Lunturnya moral para kader dan simpatisan parpol pun tidak kalah mengkhawatirkan. Indikasi ini muncul ketika proses demokrasi di warnai dengan maraknya politik uang dengan kampanye yang terkesan pragmatis. Warna demokrasi yang semakin kehilangan identitas dengan sulitnya membedakan antara aksi artis dan aksi caleg. Yang lebih memilukan kebanyakan rakyat tidak menyadari itu semua. Banyak yang asik dan terlena dengan janji – janji muluk para caleg tanpa berpikir panjang untuk keberlangsungan negeri ini lima tahun kedepan.
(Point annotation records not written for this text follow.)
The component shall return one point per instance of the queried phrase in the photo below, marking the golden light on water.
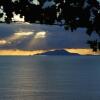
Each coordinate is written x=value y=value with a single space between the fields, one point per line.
x=23 y=33
x=20 y=52
x=3 y=42
x=40 y=35
x=81 y=51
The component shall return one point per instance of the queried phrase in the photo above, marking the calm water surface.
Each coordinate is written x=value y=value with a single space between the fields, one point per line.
x=50 y=78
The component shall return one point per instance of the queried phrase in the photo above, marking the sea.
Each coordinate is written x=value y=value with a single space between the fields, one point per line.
x=49 y=77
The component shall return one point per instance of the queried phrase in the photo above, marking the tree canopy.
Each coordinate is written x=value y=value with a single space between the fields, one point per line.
x=74 y=13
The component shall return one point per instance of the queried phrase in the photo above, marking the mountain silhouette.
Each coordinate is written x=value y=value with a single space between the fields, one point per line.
x=58 y=53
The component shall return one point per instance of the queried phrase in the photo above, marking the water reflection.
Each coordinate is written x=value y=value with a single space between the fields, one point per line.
x=49 y=78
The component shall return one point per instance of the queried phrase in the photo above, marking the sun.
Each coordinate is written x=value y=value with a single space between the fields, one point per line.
x=17 y=18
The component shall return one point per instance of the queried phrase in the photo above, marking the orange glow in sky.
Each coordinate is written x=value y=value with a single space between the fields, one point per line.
x=33 y=52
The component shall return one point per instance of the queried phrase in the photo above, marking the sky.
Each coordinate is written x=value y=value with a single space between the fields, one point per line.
x=36 y=37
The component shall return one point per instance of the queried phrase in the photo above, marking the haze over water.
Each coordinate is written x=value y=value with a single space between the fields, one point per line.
x=50 y=78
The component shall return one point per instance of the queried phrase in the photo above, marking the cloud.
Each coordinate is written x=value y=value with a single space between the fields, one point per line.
x=36 y=36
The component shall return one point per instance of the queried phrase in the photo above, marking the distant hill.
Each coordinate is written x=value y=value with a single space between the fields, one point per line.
x=58 y=53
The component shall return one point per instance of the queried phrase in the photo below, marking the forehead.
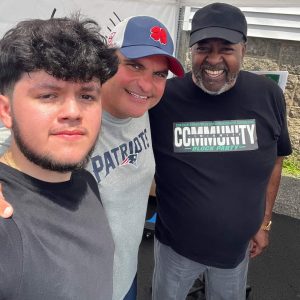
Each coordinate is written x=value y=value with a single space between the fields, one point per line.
x=157 y=60
x=41 y=79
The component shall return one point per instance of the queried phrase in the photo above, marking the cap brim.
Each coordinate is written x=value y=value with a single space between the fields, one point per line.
x=229 y=35
x=134 y=52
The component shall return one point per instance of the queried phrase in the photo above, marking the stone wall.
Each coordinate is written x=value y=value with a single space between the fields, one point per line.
x=271 y=55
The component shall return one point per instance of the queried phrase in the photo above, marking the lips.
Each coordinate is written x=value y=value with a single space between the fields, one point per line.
x=69 y=134
x=214 y=73
x=138 y=96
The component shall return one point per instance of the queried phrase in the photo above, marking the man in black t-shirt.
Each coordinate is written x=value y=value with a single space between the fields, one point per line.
x=58 y=243
x=219 y=137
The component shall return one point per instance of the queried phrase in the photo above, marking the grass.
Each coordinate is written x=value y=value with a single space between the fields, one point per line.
x=291 y=165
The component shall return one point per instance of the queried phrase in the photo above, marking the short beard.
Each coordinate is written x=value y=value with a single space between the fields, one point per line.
x=230 y=80
x=45 y=161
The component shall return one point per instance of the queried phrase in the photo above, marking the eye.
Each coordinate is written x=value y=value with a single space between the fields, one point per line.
x=202 y=48
x=134 y=66
x=88 y=97
x=47 y=96
x=162 y=75
x=227 y=49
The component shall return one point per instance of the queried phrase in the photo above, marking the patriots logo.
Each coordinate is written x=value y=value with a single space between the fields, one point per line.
x=159 y=34
x=130 y=159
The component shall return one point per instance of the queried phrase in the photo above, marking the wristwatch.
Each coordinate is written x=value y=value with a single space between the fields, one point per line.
x=266 y=227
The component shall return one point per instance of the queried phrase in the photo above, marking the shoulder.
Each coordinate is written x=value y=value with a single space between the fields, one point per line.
x=11 y=259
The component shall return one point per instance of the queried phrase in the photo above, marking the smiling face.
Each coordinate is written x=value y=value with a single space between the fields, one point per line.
x=216 y=64
x=55 y=123
x=137 y=86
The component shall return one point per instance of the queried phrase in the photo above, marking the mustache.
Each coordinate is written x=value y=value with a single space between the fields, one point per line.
x=218 y=67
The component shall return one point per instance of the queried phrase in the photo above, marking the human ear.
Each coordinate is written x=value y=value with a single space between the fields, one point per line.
x=5 y=111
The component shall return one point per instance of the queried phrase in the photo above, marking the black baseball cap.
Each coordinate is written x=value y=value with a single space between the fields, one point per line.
x=219 y=20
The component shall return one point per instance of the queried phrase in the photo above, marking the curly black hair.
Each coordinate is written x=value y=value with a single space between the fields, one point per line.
x=70 y=49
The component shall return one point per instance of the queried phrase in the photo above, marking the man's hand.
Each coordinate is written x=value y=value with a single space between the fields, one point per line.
x=6 y=209
x=259 y=242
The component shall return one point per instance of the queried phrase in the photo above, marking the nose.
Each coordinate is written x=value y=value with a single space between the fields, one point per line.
x=214 y=58
x=70 y=109
x=145 y=82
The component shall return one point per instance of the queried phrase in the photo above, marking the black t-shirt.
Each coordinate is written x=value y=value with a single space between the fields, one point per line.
x=214 y=156
x=58 y=244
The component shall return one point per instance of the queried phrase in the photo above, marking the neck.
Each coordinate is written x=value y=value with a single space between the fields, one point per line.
x=16 y=160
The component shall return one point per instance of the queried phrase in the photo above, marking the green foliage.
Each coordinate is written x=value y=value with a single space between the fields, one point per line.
x=291 y=165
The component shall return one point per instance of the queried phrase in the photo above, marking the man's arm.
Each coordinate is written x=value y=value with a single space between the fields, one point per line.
x=261 y=239
x=6 y=209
Protret buram itu pun tidak hanya muncul pada kalangan rakyat yang ada di bawah. Realitas memilukan pun terjadi dikawasan elit. Munculnya gagasan untuk menyediakan Rumah Sakit Jiwa eksekutif bagi para caleg, sudah cukup mewakili bahwa di negeri tercinta ini budaya siap menang dan siap kalah tidak termanifestasi. Kedewasaan dalam berfikir dan bersikap sangat sulit kita temui di wilayah elit politik, walaupun tetap ada yang kredibel dan konsisten. Karena ketika orientasi untuk menjadi caleg hanya untuk mencari harta, maka akan sulit kita dapatkan alam demokrasi yang indah. Yang orientasi dari keberadaanya sebagai elit politik adalah semata – mata untuk membangun negeri.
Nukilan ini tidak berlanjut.